Untuk Arabica dia dapat di Aceh, Medan, dan Toraja. Sedangkan Robusta biji terbaik diambil di Jawa Barat, dan Jawa Tengah.
Untuk menghasilkan kopi berkualitas, Widya juga tidak mau main-main dalam mengelola. Mendapatkan biji terbaik, dia langsung jemur di bawah terik matahari selama dua jam. Setelah itu arabica disimpan selama delapan tahun, dan robusta lima tahun.
"Inilah yang membuat cita rasa berbeda, kita tidak mau membohongi, prinsipnya jujur. Kopi yang ditimbun akan menghasilkan kualitas terbaik yang mengurangi kadar asam hingga menyebabkan orang menjadi tidak akan kembung," kata Widya yang sesekali melihat kopi yang tengah digarang dalam tungku besi.
Penggarangan yang dilakukan disebuah benda bulat pabrikan Jerman tahun 1930 ini menjadikan kopi aroma berbeda.
"Kami menggiling selama dua jam, sedangkan alat sekarang sudah modern yang bisa dilakukan selama sepuluh menit. Itu pun masih menggunakan api, sedangkan proses penggarangan kami menggunakan arang," ungkap Widya.

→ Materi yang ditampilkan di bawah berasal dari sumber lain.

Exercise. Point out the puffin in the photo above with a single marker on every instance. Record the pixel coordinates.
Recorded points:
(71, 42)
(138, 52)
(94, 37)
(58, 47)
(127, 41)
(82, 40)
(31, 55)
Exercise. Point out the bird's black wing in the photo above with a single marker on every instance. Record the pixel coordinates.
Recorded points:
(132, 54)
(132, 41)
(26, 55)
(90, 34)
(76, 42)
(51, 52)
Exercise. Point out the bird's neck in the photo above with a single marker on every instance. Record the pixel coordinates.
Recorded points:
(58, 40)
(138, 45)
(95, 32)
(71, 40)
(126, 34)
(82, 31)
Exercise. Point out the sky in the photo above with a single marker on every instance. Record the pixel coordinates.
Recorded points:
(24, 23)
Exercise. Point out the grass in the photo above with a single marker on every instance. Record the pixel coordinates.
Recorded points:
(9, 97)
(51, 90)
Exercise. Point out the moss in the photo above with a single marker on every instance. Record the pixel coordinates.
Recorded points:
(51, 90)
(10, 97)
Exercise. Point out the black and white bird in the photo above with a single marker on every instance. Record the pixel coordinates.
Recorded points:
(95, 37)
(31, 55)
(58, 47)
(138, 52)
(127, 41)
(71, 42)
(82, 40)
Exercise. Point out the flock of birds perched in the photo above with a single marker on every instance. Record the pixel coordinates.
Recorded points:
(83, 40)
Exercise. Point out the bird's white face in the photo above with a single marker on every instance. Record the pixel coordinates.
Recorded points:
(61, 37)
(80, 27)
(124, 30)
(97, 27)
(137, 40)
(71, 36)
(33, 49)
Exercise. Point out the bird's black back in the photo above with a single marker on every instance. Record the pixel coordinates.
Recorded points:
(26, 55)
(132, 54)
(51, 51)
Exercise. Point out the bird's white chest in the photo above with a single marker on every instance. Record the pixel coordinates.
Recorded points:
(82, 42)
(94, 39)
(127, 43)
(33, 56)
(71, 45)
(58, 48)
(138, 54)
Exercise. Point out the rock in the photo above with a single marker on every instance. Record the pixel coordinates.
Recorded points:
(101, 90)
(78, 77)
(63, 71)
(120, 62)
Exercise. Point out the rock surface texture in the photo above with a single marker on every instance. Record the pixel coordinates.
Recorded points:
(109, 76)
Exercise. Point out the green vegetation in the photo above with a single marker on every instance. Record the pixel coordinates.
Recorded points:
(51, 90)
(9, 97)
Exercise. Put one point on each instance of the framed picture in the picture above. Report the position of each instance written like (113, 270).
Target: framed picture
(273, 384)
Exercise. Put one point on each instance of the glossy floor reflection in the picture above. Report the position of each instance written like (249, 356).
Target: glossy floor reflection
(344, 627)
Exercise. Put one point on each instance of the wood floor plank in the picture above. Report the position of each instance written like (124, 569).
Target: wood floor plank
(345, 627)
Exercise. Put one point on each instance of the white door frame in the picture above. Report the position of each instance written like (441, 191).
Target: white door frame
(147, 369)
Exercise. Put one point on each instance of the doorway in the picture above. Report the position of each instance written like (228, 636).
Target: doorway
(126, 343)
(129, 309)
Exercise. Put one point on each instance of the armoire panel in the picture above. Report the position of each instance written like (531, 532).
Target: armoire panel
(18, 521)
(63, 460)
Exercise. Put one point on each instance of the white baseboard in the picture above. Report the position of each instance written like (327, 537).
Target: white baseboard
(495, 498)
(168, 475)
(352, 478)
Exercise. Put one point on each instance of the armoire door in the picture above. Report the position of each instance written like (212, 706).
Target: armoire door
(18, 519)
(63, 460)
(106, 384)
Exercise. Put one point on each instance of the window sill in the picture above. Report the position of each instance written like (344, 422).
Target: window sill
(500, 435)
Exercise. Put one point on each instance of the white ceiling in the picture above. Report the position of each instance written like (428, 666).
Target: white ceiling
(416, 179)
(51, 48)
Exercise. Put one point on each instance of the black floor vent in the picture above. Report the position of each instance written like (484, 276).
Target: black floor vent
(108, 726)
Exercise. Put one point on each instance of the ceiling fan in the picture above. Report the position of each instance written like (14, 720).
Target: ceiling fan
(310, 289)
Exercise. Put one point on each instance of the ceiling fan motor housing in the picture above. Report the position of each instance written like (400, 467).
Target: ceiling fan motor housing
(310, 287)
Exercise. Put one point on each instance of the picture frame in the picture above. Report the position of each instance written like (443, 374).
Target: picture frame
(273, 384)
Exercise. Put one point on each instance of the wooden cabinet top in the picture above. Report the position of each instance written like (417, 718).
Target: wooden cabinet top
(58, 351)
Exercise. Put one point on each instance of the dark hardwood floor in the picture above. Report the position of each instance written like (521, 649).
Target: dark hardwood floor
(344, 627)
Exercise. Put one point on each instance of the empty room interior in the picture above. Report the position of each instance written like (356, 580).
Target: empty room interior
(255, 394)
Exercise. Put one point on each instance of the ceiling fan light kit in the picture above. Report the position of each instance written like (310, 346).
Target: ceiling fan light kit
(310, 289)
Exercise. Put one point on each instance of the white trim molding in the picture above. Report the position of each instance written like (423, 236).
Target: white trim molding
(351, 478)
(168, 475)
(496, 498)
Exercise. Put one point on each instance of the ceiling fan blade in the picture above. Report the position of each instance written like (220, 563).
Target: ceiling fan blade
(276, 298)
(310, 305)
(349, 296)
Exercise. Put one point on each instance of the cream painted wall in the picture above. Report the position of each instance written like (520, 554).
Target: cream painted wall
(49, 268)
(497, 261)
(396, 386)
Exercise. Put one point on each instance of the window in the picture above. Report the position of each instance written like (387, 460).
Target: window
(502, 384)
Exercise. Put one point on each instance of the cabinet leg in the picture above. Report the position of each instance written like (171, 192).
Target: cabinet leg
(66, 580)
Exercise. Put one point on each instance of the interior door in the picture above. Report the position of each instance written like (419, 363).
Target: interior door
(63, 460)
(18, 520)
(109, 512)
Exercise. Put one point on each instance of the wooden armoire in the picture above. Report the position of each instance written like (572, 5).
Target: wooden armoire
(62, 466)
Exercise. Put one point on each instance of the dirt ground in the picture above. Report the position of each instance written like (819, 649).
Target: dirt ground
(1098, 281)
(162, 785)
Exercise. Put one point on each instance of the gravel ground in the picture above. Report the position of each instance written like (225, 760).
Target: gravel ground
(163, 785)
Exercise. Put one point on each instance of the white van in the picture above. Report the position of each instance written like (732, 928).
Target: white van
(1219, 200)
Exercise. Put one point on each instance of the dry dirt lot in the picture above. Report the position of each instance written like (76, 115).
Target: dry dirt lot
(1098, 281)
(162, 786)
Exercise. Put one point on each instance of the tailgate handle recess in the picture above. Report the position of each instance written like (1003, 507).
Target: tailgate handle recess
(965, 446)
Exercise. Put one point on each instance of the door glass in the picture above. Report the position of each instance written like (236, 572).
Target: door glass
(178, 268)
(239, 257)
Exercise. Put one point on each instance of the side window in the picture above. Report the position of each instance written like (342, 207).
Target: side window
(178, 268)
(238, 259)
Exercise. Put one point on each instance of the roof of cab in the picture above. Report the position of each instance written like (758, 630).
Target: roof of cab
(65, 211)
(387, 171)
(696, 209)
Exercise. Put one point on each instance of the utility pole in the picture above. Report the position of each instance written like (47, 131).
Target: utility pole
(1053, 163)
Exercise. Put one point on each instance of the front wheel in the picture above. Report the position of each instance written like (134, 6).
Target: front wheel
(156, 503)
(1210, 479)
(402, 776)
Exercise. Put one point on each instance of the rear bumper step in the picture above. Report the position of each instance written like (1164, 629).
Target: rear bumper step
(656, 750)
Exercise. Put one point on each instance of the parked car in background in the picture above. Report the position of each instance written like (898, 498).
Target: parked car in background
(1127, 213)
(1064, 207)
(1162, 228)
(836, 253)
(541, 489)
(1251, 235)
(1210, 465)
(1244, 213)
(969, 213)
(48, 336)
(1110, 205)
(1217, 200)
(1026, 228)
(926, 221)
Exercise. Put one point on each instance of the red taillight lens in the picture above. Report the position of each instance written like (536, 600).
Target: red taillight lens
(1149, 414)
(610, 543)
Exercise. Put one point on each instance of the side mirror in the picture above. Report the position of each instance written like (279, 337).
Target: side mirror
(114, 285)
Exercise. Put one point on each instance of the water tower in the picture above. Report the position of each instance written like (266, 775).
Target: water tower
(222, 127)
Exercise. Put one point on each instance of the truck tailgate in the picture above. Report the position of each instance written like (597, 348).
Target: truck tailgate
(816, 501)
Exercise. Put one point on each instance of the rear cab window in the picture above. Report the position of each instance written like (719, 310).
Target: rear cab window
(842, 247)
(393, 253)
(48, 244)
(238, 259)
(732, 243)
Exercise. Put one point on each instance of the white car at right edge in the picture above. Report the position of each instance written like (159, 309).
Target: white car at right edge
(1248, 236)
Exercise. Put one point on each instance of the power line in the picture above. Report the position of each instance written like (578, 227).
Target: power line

Setelah penggarangan, dia pun memperlihatkan benda penggilingan yang diwaris orang tuanya sejak 1930. "Melalui alat ini, biji kopi bisa menjadi serbuk," ungkapnya dengan wajah yang berhambur serbuk kopi.
Pak Widya seperti ingin memperlihatkan bahwa kualitas kopi yang dibuatnya dengan rasa kecintaan, keahlian, kesederhanaan, kejujuran sehingga semua hanya untuk kepuasan konsumen.
"Saya menjual kopi bukan semata mencari uang saja, saya ingin apa yang saya perbuat bisa berguna buat orang banyak. Saya tidak mau orang minum kopi menjadi kembung, atau sakit," ujarnya. Prinsip yang telah ditanamkan orang tuanya Tan How Sian dan Tjia Kiok Keng adalah kejujuran.
Disinggung produksi berapa banyak dan omset, pria ramah tamah ini tak menjawabnya. Widya pun berdalih bahwa uang yang didapat diperoleh dengan cara baik dan dikeluarkan dengan baik juga. Ketimbang membicarakan uang dirinya lebih berminat menceritakan soal proses kopi yang dihasilkannya.
Artis, pejabat, diakui sering datang ke tokonya. Namun Widya tak membeda-bedakan orang. "Semua orang yang beli kesini kami perlakukan sama, saya cuma ingin orang bisa menikmati apa yang telah dirintis oleh orang tua saya," ungkapnya.
Pak Widya yang sehari-harinya mengajar di Fakultas Ekonomi Unpad itu ingin kopi yang ditawarkannya itu bukan sekadar kualitas, "Yang penting kami bisa hidup, dan apa yang didapat menjadi berguna dan barokah," tutur pria sederhana ini.